En la Ley del Antiguo Testamento estaba muy claro quién era el prójimo. Era el perteneciente al pueblo de Israel. Lo genial de Jesús es que define la proximidad no como un dato objetivo, que está ahí presente ante uno. Ser prójimo depende no del otro, sino de nosotros mismos. Si somos capaces de acercarnos al otro, existe el prójimo. Si estamos cerrados en nosotros mismos y en nuestros propios intereses, el prójimo no existe.

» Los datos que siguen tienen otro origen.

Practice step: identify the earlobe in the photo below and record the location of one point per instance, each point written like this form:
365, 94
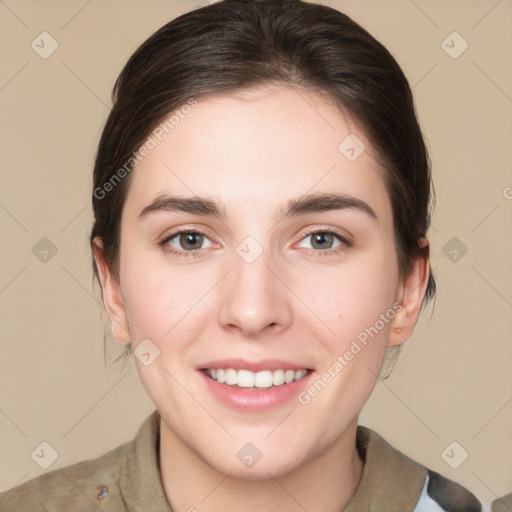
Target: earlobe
112, 298
411, 296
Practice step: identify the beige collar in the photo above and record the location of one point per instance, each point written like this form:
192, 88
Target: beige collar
391, 481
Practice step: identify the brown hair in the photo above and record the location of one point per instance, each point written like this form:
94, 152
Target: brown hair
235, 44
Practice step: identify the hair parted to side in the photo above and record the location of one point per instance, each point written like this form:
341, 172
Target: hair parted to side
235, 44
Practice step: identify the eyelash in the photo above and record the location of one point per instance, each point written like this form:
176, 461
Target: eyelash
345, 243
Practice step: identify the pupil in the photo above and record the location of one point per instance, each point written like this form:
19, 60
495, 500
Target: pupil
321, 238
191, 239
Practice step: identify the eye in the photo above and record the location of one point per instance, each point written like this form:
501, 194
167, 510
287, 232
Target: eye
184, 243
326, 241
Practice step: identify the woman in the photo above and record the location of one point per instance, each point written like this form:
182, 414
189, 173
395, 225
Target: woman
261, 200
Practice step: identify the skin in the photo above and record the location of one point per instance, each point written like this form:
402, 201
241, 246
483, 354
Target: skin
253, 151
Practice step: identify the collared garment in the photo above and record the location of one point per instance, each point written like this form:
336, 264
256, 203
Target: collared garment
128, 479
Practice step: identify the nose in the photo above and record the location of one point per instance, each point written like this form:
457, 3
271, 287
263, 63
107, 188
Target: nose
255, 299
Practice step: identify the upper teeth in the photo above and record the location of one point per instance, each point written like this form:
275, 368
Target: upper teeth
248, 379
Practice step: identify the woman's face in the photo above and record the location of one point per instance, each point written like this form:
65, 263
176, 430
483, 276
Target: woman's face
253, 291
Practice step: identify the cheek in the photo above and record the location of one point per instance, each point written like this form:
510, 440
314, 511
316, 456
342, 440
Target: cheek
352, 297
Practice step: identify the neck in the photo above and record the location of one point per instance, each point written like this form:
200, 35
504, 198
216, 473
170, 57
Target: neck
325, 483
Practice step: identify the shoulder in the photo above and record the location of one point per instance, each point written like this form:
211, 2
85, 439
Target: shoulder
394, 477
77, 487
449, 495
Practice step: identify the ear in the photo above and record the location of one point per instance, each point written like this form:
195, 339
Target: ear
411, 292
112, 298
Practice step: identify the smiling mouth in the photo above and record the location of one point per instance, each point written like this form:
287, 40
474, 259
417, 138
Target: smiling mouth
245, 379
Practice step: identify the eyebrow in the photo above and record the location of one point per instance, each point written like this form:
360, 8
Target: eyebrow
312, 203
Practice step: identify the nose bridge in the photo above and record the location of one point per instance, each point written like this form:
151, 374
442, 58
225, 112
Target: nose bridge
252, 297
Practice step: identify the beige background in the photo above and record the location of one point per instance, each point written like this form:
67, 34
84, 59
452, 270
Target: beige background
453, 381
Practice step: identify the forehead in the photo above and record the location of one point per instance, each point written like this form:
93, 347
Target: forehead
258, 146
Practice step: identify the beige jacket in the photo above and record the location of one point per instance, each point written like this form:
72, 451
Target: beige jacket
128, 479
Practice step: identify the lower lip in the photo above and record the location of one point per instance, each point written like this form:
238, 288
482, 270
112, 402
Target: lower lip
255, 400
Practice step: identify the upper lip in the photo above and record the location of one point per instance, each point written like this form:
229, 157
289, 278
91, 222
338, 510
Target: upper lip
253, 366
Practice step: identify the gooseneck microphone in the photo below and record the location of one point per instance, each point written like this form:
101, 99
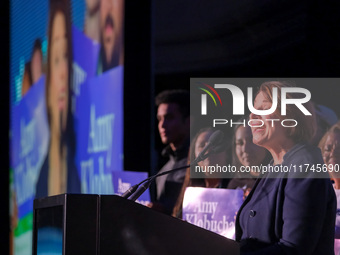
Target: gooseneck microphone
214, 143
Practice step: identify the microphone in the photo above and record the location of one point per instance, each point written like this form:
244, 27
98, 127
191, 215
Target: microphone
214, 142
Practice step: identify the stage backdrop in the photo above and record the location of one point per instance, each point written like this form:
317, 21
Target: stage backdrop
66, 86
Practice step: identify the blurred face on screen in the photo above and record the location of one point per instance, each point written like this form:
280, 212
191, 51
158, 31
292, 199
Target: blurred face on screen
111, 26
58, 92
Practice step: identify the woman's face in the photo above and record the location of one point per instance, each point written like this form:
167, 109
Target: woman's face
247, 152
212, 160
331, 149
271, 132
58, 93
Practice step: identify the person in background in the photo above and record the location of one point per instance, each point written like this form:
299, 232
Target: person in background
58, 173
221, 158
246, 153
111, 35
287, 212
325, 118
173, 114
33, 68
330, 148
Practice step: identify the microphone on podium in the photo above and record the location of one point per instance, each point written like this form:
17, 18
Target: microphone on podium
214, 143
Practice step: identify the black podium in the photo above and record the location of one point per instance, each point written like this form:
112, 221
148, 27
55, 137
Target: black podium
108, 224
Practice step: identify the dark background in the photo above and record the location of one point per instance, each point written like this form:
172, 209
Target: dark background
167, 42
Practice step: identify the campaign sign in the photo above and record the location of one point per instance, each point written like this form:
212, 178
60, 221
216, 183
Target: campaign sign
123, 180
29, 142
99, 130
212, 209
85, 58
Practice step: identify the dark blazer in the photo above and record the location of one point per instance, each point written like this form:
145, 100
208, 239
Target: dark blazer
289, 215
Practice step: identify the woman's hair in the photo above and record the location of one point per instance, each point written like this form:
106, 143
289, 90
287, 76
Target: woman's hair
61, 6
306, 127
333, 130
177, 211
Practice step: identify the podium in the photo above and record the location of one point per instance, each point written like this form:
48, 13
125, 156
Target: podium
109, 224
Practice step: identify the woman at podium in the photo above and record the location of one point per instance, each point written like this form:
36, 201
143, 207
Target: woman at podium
291, 209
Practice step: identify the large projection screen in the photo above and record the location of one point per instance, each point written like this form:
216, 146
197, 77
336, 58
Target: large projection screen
66, 102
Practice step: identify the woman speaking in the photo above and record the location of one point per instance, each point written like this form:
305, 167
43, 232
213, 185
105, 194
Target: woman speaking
287, 212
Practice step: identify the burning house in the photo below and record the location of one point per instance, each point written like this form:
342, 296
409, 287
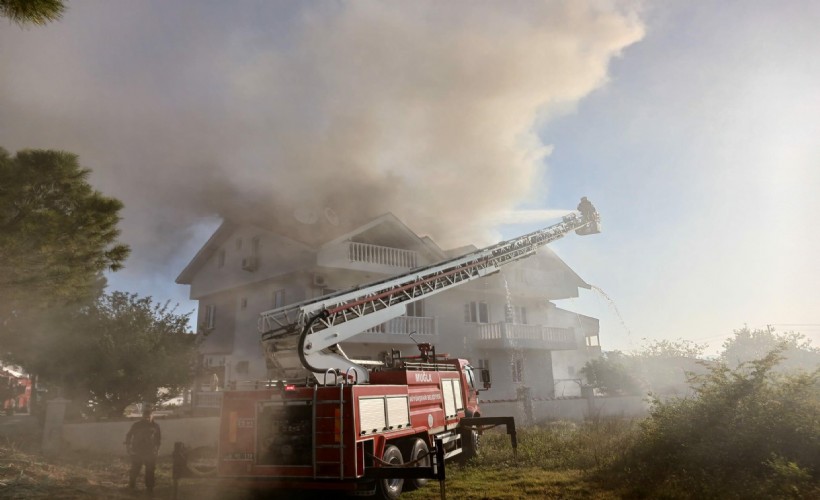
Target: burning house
507, 322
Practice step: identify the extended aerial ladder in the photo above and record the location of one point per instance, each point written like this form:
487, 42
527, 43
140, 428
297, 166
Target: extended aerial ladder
305, 335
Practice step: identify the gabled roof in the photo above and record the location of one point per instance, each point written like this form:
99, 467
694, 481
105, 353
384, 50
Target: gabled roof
547, 251
222, 234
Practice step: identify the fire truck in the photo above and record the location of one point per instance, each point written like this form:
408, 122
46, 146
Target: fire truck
325, 421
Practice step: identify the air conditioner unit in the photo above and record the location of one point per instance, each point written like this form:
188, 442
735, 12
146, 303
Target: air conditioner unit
249, 263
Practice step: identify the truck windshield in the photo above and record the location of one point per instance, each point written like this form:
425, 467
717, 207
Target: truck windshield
468, 370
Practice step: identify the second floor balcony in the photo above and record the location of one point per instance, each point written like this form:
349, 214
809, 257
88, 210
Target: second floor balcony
367, 257
398, 331
513, 336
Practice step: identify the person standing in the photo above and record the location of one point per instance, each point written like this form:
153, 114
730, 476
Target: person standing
142, 442
587, 209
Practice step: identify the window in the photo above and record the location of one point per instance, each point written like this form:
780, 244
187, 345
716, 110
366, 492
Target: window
521, 315
518, 369
416, 309
477, 312
255, 246
210, 316
278, 298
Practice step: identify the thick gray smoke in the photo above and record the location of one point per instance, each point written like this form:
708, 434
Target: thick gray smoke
425, 109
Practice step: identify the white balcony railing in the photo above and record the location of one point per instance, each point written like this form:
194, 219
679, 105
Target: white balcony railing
403, 325
208, 399
528, 336
386, 256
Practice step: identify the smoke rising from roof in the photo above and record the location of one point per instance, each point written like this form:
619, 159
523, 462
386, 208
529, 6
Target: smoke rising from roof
426, 110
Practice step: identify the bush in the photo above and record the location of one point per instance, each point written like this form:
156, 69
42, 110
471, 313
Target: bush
747, 433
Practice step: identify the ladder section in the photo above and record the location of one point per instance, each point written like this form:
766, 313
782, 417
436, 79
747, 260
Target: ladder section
351, 312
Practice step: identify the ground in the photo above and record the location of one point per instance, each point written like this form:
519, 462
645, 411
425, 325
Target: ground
26, 474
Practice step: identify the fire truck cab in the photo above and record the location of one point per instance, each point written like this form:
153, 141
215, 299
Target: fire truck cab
330, 435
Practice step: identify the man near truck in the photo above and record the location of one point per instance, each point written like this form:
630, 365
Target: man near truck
142, 442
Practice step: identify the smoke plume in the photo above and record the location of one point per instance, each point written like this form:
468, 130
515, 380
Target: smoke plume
184, 110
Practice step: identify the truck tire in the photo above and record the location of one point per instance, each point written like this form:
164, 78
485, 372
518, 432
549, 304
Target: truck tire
417, 449
390, 489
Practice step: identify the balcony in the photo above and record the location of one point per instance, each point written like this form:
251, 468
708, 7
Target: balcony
512, 336
398, 330
367, 257
554, 283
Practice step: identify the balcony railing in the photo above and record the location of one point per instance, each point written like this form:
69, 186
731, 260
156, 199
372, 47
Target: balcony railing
386, 256
208, 399
512, 336
398, 330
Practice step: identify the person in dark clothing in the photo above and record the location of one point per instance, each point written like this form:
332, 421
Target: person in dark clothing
142, 442
586, 208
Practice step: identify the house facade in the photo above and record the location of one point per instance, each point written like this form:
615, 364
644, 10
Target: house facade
506, 322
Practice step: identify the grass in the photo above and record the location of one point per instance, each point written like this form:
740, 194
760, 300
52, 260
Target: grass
549, 464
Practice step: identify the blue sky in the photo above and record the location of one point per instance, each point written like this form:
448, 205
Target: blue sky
690, 125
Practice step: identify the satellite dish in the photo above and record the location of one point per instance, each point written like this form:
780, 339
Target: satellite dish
331, 217
306, 215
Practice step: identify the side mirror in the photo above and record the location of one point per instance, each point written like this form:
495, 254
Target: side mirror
485, 378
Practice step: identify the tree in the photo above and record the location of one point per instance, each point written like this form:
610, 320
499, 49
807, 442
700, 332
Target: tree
747, 345
39, 12
120, 350
665, 366
747, 432
57, 236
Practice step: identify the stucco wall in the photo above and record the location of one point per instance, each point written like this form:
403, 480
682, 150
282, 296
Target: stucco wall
109, 437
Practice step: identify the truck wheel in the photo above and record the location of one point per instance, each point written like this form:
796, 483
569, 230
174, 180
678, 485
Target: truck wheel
417, 449
390, 489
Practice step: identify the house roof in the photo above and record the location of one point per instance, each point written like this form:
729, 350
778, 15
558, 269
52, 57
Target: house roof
222, 233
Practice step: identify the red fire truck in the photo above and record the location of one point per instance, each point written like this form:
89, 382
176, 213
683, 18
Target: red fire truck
325, 421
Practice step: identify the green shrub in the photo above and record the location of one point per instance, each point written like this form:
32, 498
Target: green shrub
747, 433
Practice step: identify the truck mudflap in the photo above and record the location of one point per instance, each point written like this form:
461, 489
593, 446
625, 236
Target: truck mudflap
411, 470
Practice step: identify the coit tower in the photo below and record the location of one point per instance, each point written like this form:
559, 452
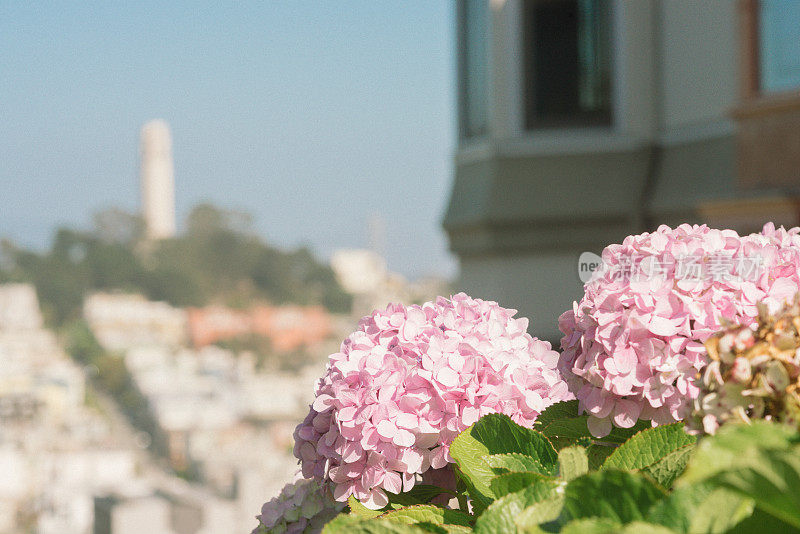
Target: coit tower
158, 182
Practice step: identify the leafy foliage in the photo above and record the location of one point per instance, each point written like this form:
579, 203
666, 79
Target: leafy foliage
219, 258
657, 480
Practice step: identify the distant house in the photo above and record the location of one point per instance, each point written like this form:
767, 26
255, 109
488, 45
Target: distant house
583, 121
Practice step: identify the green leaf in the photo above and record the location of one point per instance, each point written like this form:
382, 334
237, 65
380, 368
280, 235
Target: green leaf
443, 529
359, 510
597, 455
500, 517
773, 482
425, 513
554, 412
760, 522
701, 509
419, 494
735, 445
611, 493
572, 462
759, 461
515, 462
592, 525
572, 430
671, 466
352, 524
512, 482
540, 512
652, 450
640, 527
495, 434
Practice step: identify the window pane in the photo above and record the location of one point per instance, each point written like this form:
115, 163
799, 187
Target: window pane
474, 67
568, 62
780, 45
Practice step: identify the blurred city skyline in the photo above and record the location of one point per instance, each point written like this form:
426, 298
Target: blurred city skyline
311, 118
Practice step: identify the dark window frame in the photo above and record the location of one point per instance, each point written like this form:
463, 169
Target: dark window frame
533, 118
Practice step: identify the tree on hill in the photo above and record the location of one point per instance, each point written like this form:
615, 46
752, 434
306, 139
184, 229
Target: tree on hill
219, 259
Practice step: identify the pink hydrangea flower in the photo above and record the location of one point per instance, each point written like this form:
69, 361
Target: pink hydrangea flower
303, 506
408, 381
634, 343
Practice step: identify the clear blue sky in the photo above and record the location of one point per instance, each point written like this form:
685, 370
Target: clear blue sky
310, 115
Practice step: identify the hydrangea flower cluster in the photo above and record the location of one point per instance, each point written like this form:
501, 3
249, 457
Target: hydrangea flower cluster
408, 380
753, 374
303, 506
633, 345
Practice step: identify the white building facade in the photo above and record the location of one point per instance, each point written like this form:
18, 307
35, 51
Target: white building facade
583, 121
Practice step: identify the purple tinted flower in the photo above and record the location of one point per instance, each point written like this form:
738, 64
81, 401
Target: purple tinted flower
408, 381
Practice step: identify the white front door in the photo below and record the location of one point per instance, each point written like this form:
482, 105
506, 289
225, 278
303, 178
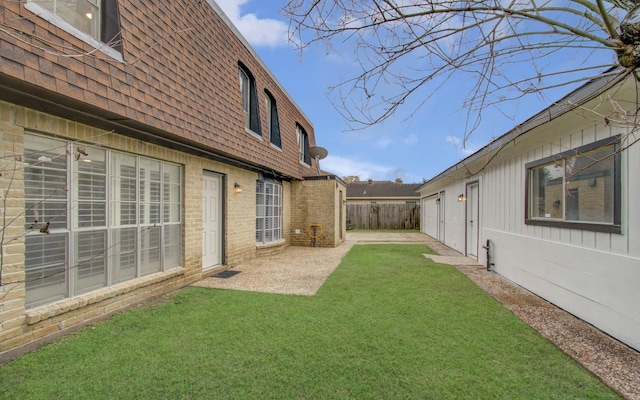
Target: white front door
430, 216
211, 221
441, 222
472, 220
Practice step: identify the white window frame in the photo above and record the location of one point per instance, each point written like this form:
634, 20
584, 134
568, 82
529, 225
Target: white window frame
75, 250
556, 213
54, 19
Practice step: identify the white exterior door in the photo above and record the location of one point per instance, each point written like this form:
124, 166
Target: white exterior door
430, 216
472, 220
211, 221
441, 221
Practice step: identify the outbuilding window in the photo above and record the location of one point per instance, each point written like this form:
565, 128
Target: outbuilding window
577, 189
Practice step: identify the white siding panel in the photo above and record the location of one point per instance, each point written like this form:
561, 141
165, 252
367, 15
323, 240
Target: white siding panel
599, 287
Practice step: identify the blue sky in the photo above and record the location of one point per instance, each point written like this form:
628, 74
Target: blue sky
412, 149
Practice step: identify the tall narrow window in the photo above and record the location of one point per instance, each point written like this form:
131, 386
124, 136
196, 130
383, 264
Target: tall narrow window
96, 18
577, 189
303, 145
249, 100
272, 120
268, 211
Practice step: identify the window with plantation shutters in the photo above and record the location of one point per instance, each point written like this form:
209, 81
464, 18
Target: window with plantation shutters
95, 218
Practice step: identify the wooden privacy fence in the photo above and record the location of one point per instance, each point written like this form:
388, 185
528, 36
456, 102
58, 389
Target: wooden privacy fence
383, 216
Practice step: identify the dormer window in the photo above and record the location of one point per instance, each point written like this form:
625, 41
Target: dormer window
249, 101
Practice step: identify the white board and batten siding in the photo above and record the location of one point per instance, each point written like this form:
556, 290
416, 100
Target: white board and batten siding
593, 275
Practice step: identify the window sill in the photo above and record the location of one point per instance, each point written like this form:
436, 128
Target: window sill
60, 307
269, 245
585, 226
276, 147
254, 134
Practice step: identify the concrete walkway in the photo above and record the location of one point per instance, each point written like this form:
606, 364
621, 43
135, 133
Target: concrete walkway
303, 270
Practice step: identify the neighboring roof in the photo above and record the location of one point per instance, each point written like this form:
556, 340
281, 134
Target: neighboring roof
381, 189
576, 98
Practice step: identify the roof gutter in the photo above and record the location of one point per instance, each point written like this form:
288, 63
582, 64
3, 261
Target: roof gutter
576, 98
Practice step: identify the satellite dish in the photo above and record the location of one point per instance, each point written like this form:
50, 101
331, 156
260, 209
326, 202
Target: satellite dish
318, 153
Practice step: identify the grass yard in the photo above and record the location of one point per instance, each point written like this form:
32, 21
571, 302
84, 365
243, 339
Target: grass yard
387, 324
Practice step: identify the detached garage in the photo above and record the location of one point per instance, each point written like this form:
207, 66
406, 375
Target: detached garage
556, 198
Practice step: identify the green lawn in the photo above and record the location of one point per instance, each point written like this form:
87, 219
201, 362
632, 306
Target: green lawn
387, 324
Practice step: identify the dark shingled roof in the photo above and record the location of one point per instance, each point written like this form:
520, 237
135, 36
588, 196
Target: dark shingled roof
380, 189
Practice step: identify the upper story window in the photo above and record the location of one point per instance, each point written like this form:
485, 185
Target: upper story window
249, 101
578, 189
303, 145
94, 21
273, 125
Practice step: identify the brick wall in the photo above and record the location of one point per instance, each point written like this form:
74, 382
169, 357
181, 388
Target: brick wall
178, 77
22, 329
316, 202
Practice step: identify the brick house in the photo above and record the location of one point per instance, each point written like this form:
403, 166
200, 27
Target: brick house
144, 146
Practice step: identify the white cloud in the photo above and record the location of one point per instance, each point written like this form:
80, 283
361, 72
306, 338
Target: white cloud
345, 167
383, 143
258, 31
411, 139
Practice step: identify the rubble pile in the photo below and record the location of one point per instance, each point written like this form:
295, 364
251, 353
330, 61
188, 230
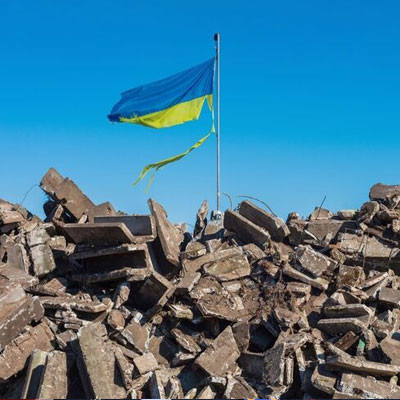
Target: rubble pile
99, 304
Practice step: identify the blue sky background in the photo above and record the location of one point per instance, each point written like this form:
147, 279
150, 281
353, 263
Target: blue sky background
310, 99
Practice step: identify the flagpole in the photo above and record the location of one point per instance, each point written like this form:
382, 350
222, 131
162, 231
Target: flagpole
217, 38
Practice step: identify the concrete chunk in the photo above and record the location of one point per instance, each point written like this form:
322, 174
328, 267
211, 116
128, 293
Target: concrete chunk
348, 310
274, 366
382, 192
361, 366
312, 261
322, 228
43, 260
170, 237
220, 357
15, 316
229, 269
389, 296
186, 341
18, 276
390, 347
74, 303
272, 224
17, 257
54, 384
14, 356
66, 192
323, 380
137, 335
318, 283
339, 326
111, 234
153, 289
145, 363
97, 364
34, 374
246, 230
141, 226
10, 292
367, 387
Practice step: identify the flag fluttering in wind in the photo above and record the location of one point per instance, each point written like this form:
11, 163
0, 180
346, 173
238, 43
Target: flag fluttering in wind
170, 101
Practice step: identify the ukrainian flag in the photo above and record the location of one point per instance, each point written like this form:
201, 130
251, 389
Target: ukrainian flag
170, 101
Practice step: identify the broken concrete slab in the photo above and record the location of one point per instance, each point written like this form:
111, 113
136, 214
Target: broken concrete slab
153, 289
321, 228
67, 193
389, 296
272, 224
339, 326
229, 269
104, 234
274, 366
94, 350
18, 276
247, 231
318, 283
313, 261
34, 374
192, 266
136, 335
17, 257
145, 363
15, 316
349, 310
169, 235
220, 357
361, 366
323, 380
115, 257
382, 192
141, 226
367, 387
72, 302
54, 381
14, 356
390, 347
349, 275
10, 292
186, 341
42, 259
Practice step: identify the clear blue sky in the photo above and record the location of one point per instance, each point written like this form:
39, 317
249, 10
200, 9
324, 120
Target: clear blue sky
310, 99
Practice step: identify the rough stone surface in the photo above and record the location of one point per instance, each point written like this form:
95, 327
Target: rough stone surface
97, 363
220, 357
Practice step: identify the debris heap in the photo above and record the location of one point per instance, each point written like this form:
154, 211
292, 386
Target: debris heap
99, 304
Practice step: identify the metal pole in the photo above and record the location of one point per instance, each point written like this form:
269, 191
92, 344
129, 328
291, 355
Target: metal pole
217, 38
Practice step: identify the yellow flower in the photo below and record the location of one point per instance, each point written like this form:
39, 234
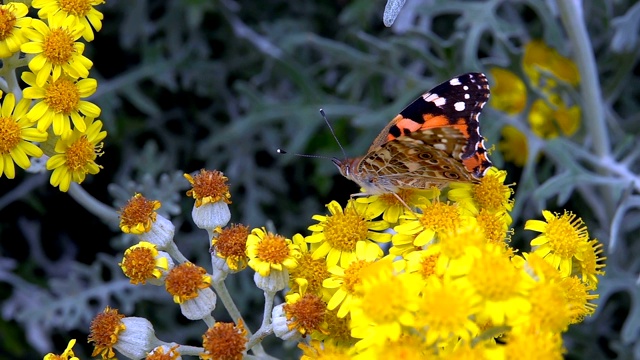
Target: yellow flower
447, 308
311, 270
81, 10
268, 252
185, 281
592, 262
304, 312
538, 58
66, 355
374, 321
549, 122
105, 331
490, 194
317, 350
142, 262
61, 102
56, 49
502, 287
16, 134
76, 155
564, 237
509, 94
12, 22
137, 216
343, 281
230, 244
530, 343
514, 146
418, 229
342, 232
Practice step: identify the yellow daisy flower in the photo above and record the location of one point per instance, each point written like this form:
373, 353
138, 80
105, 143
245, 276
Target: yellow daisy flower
502, 287
82, 11
55, 49
564, 237
446, 310
374, 321
12, 23
66, 355
16, 134
340, 234
76, 155
549, 121
419, 229
268, 252
343, 283
509, 94
538, 58
60, 102
490, 194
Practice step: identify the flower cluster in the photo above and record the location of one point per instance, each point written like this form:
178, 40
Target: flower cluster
428, 272
449, 284
551, 113
51, 117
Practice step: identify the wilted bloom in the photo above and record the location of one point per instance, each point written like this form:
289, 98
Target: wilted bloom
133, 337
66, 355
142, 262
211, 192
189, 286
225, 341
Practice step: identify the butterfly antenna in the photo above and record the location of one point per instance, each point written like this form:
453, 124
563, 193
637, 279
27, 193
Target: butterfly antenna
324, 116
282, 152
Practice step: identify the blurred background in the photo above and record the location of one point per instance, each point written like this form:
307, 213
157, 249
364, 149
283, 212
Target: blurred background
191, 84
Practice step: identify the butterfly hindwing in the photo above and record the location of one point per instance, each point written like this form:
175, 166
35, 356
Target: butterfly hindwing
432, 142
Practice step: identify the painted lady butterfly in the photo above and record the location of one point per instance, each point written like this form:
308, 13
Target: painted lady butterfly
432, 142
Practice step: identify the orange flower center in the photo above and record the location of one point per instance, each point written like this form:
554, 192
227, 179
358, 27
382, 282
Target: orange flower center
224, 341
62, 96
308, 313
184, 281
9, 135
58, 46
344, 230
80, 153
138, 211
139, 265
78, 8
7, 22
104, 331
273, 249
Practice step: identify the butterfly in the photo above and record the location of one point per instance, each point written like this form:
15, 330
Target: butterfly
432, 142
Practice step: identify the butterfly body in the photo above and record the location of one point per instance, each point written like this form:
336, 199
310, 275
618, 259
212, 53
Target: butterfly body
432, 142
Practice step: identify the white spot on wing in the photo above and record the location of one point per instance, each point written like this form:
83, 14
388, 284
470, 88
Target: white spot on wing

Los sentimientos de compasión del samaritano no se quedan en meros sentimientos, sino que le llevan a tomar diversas medidas prácticas a favor del herido. Siguiendo sus huellas, también la Iglesia hoy quiere ser “una Iglesia samaritana” para tantas personas, los inmigrantes por ejemplo, que siguen cayendo en mano de los ladrones.
Que la celebración de la Misa este domingo haga de nosotros “ministros de la compasión,” capaces de curar las heridas de nuestro mundo, de nuestros vecindarios, de nuestra familia parroquial, y de nuestras propias familias.